Preclinical pharmacokinetic/pharmacodynamic models to predict schedule-dependent interaction between erlotinib and gemcitabine.

Purpose: To investigate the pharmacological effects of different erlotinib (ER) and gemcitabine (GM) combination schedules by in vitro and in vivo experiments and PK/PD models in non-small cell lung cancer cells.
Methods: H1299 cells were exposed to different ER combined with GM schedules. Cell growth inhibition was analyzed to evaluate these schedules. A preclinical in vivo study was then conducted to compare tumor suppression effects of different schedules in H1299 xenografts. PK/PD models were developed to quantify the anti-tumor interaction of ER and GM.
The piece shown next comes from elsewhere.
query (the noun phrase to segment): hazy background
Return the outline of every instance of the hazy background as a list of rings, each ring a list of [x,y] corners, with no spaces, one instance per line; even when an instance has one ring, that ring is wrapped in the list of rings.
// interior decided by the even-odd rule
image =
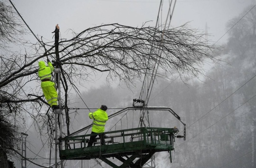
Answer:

Results: Synergism was observed when ER preceded GM, but other sequences showed antagonism. The optimal in vitro schedule, or interval schedule, was applied to the animal study, which showed greater anti-tumor effect than simultaneous group. PK/PD models implied that interaction of the two drugs was additive in simultaneous treatment but synergistic in interval schedule. The simulation results showed that interval schedule can delay tumor growth for a longer time, and demonstrated more evident anti-tumor effect compared with simultaneous group if the treatment duration was longer.
Conclusions: Interval schedule of the two drugs can achieve synergistic anti-tumor effect, and is superior to simultaneous treatment.